Hello All, I've been a saltwater fanatic, until 2 yrs ago when power outage due to ice storm wiped out my tank. I said I would never come back, but here I am I was wondering if its advisable to keep cichlids is a 30 gal planted aquarium, if so what species would you guys/gals suggest?


----------



## w4x (Dec 13, 2014)

Rams, apistos, or Kribensis would be ok in a 30g planted. A pair of Angels would be ok. Anything else 4 inches or smaller would do alright in a 30g.

Peacocks & Haps get too large for 30g. Smaller Mbuna tend to eat many plants so you'd be limited to anubias, java fern, amazon sword, ferns, bamboo.
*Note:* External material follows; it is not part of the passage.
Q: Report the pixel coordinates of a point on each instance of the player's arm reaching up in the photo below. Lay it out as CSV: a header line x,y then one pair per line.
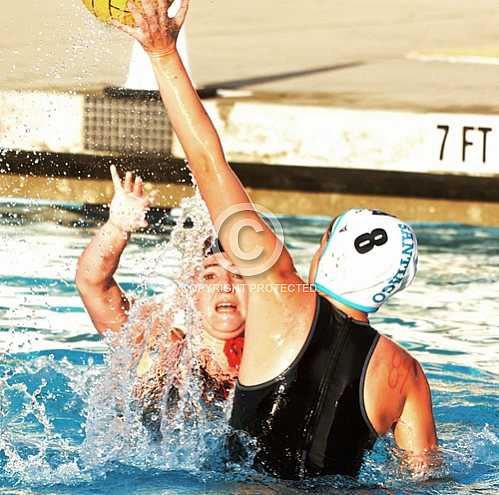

Most other central & South American cichlids get too big.

Hope that helps.


----------



## Crisis (Jan 30, 2012)

w4x said:


> Rams, apistos, or Kribensis would be ok in a 30g planted. A pair of Angels would be ok. Anything else 4 inches or smaller would do alright in a 30g.
> 
> Peacocks & Haps get too large for 30g. Smaller Mbuna tend to eat many plants so you'd be limited to anubias, java fern, amazon sword, ferns, bamboo.
> 
> ...


Yes this helps, I've read the I can keep German Blue Rams in a community tank with tetras.
Thanx


----------



## AlexRorabeck (Jan 24, 2017)

You read correctly. You should have no issues keeping tetras and rams together. I have a 29g and have a few apistos, rams and some smaller fish including cardinal tetras and furcata rainbows with no signs of aggression toward each other. I have never seen any of my dwarf cichlids be aggressive to any of my other fish. I have heard that they may become aggressive when they are ready to spawn but I have yet to encounter that.


----------



## Crisis (Jan 30, 2012)

AlexRorabeck said:


> You read correctly. You should have no issues keeping tetras and rams together. I have a 29g and have a few apistos, rams and some smaller fish including cardinal tetras and furcata rainbows with no signs of aggression toward each other. I have never seen any of my dwarf cichlids be aggressive to any of my other fish. I have heard that they may become aggressive when they are ready to spawn but I have yet to encounter that.


Thanx AlexRorabeck, my plan to stock the tank is pretty much inline with yours


----------